Fazio o fazioso? È l’amletico dubbio che ha spinto il governo a indurre alle dimissioni il conduttore di “Che tempo che fa”, minacciando di supervisionare la scelta degli ospiti e di ridurgli lo stipendio nonostante i brillanti ascolti che dovrebbero fare solo piacere alla tv pubblica. Ci risiamo. Le forbici della censura ricompaiono alla Rai ad ogni cambio di governo o, per essere precisi, ad ogni cambio di un certo tipo di governo, quelli autoritari e con più faccia di bronzo. La censura è sempre sbagliata, ma come la gramigna dura da estirpare. Chi non ricorda l’editto bulgaro di Berlusconi contro Luttazzi, Biagi e Santoro ai tempi della presidenza Zaccaria?
Constatare ogni volta che le cose stanno peggio di prima è scoraggiante. Ricordate l’imbarazzante debutto dell’amministrazione Salini-Foa con il governo Conte 1 e le critiche a Claudio Baglioni che si era permesso di commentare il caso Diciotti al festival di Sanremo? E le censure interne mosse al solito Fabio Fazio per aver intervistato il premier francese Macron, europeista, mentre in Italia governavano i sovranisti gialloverdi? L’azienda è terra di conquista e chi vince le elezioni comanda. Con più o meno tatto, con più o meno senso del grottesco. Colpendo non solo i telegiornali, ma anche l’intrattenimento.
All’inizio toccò alla premiata ditta Dario Fo & Franca Rame provare il gusto amaro della mordacchia. Era il 1962 e la coppia, ingaggiata per condurre Canzonissima all’epoca della direzione Bernabei, fu liquidata alla vigilia dell’ottava puntata perché uno sketch sulla sicurezza nei cantieri non piaceva alla DC. Fo e Rame furono allontanati. Ma si salvò la sigla che prendeva in giro il metodo, tutto italiano, di far dimenticare i problemi dando alla gente qualcosa da cantare o un pallone da giocare. “Su cantiam, su cantiam, evitiamo di pensar e per non polemizzar mettiamoci a ballar…” scherzava acido il futuro Premio Nobel. Ma vedeva lontano.

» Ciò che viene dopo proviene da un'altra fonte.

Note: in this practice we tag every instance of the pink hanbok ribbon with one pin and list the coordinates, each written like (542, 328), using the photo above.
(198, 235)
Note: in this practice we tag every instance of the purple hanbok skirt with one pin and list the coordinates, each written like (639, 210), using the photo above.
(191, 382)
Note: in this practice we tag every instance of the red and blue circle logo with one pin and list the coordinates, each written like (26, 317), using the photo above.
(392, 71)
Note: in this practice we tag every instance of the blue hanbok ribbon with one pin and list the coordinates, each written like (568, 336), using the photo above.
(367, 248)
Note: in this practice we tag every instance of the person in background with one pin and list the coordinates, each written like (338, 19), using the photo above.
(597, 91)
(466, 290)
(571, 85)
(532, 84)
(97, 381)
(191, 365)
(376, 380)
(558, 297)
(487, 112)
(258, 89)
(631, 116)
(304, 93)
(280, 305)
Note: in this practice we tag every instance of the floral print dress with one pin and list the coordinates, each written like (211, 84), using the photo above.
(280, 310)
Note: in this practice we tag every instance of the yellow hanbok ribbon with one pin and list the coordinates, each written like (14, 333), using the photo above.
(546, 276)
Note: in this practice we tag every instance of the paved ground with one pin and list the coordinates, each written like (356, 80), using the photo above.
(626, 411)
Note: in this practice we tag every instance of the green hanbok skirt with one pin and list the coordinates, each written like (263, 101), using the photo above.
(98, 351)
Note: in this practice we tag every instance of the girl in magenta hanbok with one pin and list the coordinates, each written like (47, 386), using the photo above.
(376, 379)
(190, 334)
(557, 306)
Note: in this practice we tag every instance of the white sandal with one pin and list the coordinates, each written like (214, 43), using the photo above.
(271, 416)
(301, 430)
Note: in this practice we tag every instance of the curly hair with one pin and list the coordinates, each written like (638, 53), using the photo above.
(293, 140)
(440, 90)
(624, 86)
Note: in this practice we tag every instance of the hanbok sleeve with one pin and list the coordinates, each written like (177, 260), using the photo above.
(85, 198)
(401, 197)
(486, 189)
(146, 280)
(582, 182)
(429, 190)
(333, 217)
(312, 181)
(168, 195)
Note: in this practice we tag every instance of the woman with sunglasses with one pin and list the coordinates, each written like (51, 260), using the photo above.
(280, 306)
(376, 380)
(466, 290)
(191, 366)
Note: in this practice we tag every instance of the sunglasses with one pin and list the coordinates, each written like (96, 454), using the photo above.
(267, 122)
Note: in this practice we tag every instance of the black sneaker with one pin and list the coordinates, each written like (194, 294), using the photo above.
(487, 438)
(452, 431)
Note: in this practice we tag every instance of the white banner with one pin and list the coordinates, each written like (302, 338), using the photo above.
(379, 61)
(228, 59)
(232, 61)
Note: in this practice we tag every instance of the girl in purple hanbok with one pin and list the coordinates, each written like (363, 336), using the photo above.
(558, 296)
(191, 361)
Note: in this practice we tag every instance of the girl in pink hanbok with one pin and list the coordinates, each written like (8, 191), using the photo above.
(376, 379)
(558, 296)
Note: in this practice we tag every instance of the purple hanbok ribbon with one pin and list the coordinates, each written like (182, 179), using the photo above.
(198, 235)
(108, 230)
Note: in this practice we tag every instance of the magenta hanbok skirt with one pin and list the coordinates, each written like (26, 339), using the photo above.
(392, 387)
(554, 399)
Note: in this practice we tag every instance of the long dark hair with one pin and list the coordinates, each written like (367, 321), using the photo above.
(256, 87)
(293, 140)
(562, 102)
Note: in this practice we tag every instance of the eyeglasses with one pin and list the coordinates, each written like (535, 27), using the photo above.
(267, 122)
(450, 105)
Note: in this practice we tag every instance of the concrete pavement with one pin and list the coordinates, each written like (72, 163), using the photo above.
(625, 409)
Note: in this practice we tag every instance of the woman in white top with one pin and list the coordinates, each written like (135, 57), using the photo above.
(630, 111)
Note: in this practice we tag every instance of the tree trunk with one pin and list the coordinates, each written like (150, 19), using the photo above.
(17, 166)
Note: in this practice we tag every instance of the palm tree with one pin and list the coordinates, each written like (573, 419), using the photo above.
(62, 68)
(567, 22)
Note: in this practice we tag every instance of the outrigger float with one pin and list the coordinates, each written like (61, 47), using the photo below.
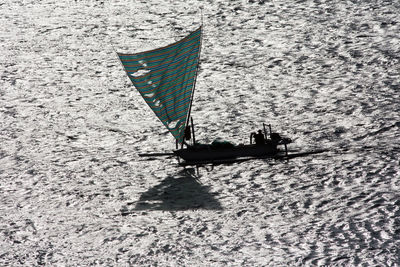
(166, 79)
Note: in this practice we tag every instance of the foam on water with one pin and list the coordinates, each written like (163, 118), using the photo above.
(74, 192)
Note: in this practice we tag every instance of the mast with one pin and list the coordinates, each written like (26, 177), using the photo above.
(197, 71)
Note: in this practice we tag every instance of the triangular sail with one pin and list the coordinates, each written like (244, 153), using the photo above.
(165, 78)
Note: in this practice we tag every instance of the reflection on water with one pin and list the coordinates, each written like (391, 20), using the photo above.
(182, 192)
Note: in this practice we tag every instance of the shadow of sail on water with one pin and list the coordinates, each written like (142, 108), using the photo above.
(165, 78)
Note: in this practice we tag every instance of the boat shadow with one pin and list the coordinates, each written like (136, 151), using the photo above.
(182, 192)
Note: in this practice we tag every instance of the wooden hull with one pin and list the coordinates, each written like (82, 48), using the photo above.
(215, 153)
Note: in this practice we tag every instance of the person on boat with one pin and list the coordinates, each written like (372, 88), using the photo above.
(259, 138)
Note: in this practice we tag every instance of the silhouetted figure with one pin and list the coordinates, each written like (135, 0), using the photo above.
(276, 138)
(259, 138)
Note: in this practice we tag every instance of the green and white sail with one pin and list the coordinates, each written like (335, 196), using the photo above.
(165, 78)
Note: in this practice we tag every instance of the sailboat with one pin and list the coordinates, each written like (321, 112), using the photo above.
(166, 79)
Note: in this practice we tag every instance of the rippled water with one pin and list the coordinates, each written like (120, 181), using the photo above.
(74, 192)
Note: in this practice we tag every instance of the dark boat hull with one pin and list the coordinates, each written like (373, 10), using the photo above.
(215, 153)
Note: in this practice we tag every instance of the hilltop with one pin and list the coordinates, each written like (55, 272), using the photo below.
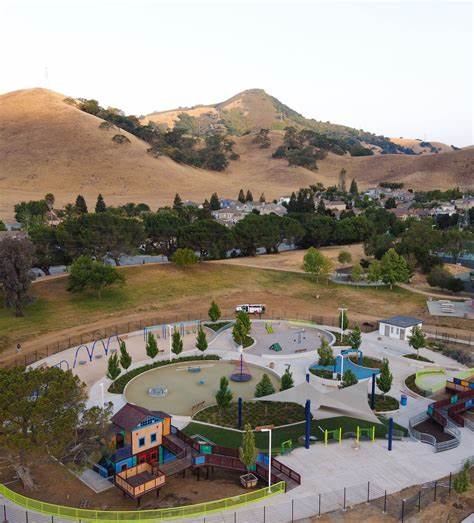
(49, 145)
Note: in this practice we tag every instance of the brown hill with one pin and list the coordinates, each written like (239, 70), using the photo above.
(48, 145)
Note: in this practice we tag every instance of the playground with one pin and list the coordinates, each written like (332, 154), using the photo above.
(191, 386)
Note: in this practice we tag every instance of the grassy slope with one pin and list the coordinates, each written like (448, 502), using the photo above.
(165, 290)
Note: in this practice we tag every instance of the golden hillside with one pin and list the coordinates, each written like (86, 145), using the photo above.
(47, 145)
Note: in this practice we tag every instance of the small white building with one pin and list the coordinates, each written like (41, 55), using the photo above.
(398, 327)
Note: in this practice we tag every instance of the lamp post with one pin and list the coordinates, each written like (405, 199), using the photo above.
(342, 310)
(264, 429)
(170, 336)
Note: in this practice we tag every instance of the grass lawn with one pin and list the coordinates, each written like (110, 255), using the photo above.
(254, 412)
(417, 358)
(171, 294)
(231, 438)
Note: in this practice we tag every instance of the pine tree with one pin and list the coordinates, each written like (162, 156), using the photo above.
(355, 337)
(81, 206)
(113, 367)
(201, 341)
(354, 190)
(348, 379)
(177, 343)
(100, 205)
(214, 311)
(384, 381)
(417, 339)
(287, 380)
(248, 452)
(214, 202)
(264, 387)
(177, 202)
(125, 358)
(224, 394)
(151, 346)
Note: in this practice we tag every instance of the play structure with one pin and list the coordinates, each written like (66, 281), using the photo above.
(343, 363)
(241, 372)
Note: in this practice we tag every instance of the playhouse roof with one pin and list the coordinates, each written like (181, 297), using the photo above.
(402, 321)
(129, 416)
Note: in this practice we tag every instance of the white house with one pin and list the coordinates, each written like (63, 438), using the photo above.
(398, 327)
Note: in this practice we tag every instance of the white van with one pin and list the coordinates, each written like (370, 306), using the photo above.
(251, 308)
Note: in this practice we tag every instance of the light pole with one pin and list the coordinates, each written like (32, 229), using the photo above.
(170, 336)
(342, 311)
(269, 456)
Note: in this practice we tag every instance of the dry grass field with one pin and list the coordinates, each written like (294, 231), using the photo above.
(47, 145)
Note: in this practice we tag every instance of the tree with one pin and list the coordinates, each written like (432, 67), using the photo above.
(393, 268)
(176, 343)
(177, 203)
(344, 257)
(47, 251)
(201, 341)
(125, 358)
(100, 204)
(355, 337)
(384, 381)
(348, 379)
(86, 273)
(81, 205)
(161, 231)
(214, 202)
(151, 347)
(214, 311)
(184, 258)
(113, 367)
(248, 452)
(417, 339)
(16, 261)
(224, 394)
(316, 264)
(357, 272)
(354, 190)
(287, 380)
(264, 387)
(43, 414)
(49, 199)
(325, 353)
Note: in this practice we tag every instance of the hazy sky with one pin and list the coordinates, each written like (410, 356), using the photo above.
(394, 68)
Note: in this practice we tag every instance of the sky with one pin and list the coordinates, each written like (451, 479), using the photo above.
(394, 68)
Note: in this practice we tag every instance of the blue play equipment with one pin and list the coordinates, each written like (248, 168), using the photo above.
(344, 363)
(90, 352)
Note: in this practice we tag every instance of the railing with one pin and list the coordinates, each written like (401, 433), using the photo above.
(188, 511)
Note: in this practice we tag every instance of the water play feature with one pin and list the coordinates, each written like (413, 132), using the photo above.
(190, 391)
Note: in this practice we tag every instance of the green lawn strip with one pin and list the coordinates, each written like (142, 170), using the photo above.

Ancora oggi, sessant’anni dopo, l’Italia viaggia a un ritmo di tre morti al giorno sul lavoro. Tornando a Fazio, lo si accusa d’invitare in trasmissione solo gli amici e gli amici degli amici tutti rigorosamente di sinistra, cioè di fare una televisione schierata. Ma le interviste a personaggi come papa Francesco, Barack Obama, Bill Gates, Michail Gorbaciov e Tony Blair testimoniano il livello qualitativo della sua tv. Le dimissioni sono state salutate dal vicepremier Salvini con uno sprezzante “Belli ciao” che accomuna Fazio e Litizzetto. Ma chi conosce il mestiere del giornalista sa che a certe interviste si arriva solo con il prestigio personale.
Il lupo, cioè la politica, non perde il vizio. Dov’è la novità? Quale sarebbe il gesto di discontinuità del governo Meloni rispetto al passato? Chi viene eletto diventa il portatore unico della verità, l’estremo difensore degli interessi collettivi che curiosamente coincidono con la propria poltrona, l’ultimo baluardo della libertà contro la “cattiva informazione”. E in nome della libertà si colpisce la divergenza di vedute, la critica, il dissenso. La storia insegna. Il potere non accetta le critiche, non le ha mai accettate. Per la semplice ragione che lo mettono in discussione. E non ci si venga a dire che finalmente ora le cose stanno cambiando.